Sobre a possibilidade de paralisação de categorias na Copa
Vamos aguardar o que vai acontecer. O que vejo é que inúmeras demandas que foram apresentadas em junho do ano passado, nenhuma delas foi atendida pelo governo. Seja na melhoria da qualidade do
transporte, seja na melhoria da
saúde, seja na
inibição da corrupção, ao contrário, estamos vendo aí na
Petrobras e tantos outros causando indignação à sociedade brasileira. O governo respondeu muito pouco. Mas espero que as
manifestações que eventualmente venham a ocorrer ocorram dentro da ordem, ocorram de forma pacífica. Essas têm de ser respeitadas e os governantes, não apenas a presidente da República, todos eles, em todos os níveis, têm de conviver com elas.

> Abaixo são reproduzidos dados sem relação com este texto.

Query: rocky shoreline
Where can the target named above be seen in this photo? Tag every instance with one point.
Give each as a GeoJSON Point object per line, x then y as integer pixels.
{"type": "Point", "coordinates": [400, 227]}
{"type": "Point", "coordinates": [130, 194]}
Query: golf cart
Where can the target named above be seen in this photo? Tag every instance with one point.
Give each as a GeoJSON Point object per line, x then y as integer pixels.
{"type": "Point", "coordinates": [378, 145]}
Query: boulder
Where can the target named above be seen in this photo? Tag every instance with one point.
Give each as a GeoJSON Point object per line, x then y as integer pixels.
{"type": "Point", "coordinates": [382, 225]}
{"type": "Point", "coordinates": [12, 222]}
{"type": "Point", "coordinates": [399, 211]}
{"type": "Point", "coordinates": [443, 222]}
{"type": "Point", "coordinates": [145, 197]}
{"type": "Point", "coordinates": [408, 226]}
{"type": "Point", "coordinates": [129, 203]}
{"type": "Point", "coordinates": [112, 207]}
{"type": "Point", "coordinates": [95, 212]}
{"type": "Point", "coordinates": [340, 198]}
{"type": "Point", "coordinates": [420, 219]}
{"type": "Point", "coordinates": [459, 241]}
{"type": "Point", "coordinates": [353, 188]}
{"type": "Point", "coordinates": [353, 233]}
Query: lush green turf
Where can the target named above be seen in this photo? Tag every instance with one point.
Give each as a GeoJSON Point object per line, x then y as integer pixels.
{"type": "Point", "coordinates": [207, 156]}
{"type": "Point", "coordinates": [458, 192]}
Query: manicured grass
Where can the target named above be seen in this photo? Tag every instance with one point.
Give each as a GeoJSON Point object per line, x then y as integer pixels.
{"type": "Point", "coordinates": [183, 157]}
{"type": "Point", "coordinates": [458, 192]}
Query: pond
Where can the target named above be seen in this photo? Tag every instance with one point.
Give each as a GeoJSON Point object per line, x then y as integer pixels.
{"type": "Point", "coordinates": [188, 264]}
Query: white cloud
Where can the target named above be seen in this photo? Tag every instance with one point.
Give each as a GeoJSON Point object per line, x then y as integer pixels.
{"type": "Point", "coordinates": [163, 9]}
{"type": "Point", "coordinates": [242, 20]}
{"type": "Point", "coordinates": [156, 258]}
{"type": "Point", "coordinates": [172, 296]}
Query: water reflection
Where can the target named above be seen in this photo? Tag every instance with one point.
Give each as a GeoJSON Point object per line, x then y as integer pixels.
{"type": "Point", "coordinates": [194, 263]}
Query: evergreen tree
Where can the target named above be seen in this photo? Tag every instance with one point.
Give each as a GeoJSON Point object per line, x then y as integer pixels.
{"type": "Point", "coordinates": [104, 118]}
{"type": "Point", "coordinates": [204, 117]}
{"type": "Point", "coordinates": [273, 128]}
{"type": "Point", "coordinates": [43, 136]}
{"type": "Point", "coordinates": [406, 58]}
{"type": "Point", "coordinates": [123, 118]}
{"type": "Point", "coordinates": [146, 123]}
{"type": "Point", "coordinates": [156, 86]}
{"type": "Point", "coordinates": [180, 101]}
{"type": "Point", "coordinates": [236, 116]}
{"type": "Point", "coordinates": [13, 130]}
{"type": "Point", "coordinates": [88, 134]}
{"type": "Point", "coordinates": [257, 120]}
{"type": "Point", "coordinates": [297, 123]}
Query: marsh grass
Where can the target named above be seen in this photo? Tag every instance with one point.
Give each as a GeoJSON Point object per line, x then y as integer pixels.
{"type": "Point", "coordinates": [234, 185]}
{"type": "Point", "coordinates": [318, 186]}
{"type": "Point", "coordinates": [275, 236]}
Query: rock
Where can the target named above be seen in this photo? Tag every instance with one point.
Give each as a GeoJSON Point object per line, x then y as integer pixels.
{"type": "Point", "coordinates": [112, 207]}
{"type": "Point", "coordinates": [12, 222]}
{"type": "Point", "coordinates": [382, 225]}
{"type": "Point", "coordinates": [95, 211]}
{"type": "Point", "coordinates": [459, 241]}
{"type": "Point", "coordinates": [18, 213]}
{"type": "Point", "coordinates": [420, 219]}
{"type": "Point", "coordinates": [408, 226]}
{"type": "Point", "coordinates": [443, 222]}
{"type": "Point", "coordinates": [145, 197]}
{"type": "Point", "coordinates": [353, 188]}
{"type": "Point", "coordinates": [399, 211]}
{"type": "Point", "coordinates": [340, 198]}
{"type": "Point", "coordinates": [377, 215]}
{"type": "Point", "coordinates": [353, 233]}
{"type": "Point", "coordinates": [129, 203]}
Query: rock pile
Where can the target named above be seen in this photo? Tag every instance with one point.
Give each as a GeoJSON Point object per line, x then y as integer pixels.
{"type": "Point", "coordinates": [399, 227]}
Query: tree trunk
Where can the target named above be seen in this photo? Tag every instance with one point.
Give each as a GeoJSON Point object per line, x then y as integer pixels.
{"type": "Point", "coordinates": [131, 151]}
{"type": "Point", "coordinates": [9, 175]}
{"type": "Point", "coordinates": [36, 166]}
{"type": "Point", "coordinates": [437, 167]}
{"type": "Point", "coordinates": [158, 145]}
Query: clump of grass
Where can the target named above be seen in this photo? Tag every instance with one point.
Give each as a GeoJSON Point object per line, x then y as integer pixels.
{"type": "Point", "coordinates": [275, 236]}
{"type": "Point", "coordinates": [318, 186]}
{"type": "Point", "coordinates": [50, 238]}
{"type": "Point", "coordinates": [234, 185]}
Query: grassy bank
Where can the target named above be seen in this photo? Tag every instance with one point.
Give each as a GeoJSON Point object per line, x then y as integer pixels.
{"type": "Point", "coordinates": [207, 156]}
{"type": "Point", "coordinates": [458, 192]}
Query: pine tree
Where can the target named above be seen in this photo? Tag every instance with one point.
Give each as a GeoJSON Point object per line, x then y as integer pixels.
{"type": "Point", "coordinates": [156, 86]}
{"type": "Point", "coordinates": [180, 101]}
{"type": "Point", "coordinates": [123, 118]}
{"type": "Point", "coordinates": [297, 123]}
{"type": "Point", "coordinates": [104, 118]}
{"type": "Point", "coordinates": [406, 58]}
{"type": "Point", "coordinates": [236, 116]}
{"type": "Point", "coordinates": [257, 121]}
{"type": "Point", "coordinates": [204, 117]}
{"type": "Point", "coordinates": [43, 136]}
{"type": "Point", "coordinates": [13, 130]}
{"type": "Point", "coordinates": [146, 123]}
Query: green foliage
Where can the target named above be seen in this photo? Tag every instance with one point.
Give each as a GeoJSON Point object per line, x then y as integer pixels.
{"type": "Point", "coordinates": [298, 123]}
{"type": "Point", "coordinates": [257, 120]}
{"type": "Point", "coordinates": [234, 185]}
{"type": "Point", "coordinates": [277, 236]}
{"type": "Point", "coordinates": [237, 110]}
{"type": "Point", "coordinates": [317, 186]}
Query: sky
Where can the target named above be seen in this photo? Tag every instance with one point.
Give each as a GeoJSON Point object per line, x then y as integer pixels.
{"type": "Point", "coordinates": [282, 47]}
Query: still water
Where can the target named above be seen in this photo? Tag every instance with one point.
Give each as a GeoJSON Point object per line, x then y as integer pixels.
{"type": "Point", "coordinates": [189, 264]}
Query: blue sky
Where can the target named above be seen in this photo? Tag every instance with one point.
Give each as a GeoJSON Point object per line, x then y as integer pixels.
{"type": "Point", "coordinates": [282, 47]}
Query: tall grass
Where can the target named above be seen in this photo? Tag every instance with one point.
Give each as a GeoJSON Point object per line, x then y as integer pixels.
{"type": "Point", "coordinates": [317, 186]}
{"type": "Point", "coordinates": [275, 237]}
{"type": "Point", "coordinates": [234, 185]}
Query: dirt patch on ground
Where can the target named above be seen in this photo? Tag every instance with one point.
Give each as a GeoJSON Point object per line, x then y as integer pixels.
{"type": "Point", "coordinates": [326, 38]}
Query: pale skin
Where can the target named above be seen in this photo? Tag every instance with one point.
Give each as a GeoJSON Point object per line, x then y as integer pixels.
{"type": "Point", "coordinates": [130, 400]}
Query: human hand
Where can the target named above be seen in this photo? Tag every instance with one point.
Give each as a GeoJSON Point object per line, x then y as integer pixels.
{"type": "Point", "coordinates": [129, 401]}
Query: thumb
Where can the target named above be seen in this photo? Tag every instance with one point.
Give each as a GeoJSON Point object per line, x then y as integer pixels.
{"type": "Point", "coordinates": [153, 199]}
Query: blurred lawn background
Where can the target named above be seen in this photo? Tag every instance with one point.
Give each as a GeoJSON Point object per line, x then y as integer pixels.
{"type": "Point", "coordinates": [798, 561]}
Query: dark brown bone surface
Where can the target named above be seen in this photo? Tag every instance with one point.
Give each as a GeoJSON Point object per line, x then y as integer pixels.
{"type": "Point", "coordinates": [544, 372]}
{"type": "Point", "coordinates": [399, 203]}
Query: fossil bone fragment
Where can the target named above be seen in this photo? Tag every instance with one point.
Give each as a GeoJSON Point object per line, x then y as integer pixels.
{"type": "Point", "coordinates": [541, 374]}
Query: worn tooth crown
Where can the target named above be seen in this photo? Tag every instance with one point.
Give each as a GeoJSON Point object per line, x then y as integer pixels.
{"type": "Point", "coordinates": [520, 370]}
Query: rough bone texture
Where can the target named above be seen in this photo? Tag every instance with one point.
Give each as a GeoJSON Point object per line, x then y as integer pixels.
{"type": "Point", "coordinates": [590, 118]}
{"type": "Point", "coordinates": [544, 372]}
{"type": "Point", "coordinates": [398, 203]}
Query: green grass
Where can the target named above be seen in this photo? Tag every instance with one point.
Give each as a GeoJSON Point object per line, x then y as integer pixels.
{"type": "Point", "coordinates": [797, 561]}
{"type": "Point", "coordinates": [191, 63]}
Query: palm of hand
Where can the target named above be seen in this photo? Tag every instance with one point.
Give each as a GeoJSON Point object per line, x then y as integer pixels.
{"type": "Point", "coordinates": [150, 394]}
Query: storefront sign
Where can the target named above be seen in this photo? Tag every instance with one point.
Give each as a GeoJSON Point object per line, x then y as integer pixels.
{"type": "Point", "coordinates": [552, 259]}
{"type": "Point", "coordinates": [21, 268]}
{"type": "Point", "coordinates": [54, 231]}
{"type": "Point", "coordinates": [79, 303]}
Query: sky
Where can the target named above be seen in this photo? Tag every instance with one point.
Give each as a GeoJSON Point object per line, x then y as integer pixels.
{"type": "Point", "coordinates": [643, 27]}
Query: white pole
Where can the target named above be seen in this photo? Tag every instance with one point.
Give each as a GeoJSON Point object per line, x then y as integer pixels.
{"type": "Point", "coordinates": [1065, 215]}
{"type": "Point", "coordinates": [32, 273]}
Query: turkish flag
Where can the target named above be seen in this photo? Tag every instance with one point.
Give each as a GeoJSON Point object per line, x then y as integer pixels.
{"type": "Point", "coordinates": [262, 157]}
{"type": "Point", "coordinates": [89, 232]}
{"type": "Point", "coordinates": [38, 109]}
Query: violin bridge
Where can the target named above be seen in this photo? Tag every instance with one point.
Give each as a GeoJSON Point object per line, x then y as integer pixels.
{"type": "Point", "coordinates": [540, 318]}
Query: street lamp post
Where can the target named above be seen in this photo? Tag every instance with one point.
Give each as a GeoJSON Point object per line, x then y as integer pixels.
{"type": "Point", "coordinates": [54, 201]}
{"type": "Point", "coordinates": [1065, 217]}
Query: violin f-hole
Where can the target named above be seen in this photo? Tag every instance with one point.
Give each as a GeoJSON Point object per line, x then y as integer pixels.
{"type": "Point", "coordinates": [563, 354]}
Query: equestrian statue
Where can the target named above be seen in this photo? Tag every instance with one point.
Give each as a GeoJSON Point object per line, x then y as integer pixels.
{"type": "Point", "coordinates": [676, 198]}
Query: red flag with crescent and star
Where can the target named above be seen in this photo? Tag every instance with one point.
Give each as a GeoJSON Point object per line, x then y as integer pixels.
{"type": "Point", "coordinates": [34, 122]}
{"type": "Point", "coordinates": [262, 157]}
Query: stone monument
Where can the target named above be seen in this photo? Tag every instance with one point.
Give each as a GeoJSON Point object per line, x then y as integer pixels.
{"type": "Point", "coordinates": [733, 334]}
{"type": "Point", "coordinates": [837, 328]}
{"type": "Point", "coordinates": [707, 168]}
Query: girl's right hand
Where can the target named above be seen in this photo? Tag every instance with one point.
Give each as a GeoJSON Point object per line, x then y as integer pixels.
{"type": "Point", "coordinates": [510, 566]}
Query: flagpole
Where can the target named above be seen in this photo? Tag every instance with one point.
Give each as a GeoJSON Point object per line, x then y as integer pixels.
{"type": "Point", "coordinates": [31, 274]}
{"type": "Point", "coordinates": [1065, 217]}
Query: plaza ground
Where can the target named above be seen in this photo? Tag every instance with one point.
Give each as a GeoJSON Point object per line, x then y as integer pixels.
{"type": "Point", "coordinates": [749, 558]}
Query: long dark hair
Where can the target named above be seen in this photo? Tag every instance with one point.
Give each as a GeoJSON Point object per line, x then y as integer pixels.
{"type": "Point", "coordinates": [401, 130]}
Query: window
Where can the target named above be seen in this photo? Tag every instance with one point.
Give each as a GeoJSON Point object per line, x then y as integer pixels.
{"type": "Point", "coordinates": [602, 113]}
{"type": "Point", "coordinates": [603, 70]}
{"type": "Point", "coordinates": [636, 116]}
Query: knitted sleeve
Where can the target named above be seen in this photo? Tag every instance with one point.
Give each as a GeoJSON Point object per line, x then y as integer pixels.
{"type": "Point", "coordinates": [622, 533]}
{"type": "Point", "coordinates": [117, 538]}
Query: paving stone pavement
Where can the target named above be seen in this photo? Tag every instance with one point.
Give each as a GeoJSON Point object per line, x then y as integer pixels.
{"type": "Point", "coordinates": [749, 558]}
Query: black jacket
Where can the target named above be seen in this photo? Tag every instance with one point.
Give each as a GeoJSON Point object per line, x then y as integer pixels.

Sobre alianças no Rio de Janeiro
Acho que a política é uma arte de administrar o tempo. As coisas estão caminhando naturalmente. As
manifestações que tenho recebido espontâneas de apoio no Rio, políticas, de partidos como aqui do
Solidariedade, do
Pedro Fernandes, partidos como o próprio
PMDB, partidos que estão hoje na base de sustentação do governo, como o
PSD, o
PP do senador
Dornelles, isso me estimula muito.
Devemos ter, inclusive, no início de junho, um grande momento, um grande movimento de junção dessas forças que nos apoiam, independentemente da candidatura a governador. Isso me dá uma base muito sólida no Rio. E minha identidade com o Rio, até a minha familiaridade com os problemas do Rio, isso tudo vai facilitar no momento em que tivermos espaço para defendermos aquilo que acreditamos.
Plano de Governo: UPPs
Defendemos o fortalecimento das parcerias, por exemplo, com as
UPPs, que acho que foi um grande ganho para a comunidade carioca, e gostaria de coisas parecidas em outras partes do Brasil. Talvez seja a primeira vez que esteja falando sobre isso, mas vamos falar de forma muito clara que no nosso governo vai haver, sim, apoio, solidariedade e estratégia para consolidarmos as
UPPs na sua segunda etapa, que é levar também a essa comunidades desenvolvimento social. Levar, a essas comunidades, serviços públicos de qualidade. Essa é a segunda etapa que vai consolidar as
UPPs. E quero poder, no futuro, ser um parceiro, qualquer que seja o governador do Rio, qualquer que seja o governador de outras metrópoles que tenham populações nessas regiões, para que esse modelo possa ser ampliado e consolidado. A segunda etapa, a meu ver, é essa.
Serviços públicos de boa qualidade e avanços sociais como
educação,
saúde.
O governo federal poderia ser um parceiro nas UPPS?
Acho que pode ser um parceiro ainda mais vigoroso na consolidação das
UPPs, que é um avanço inquestionável.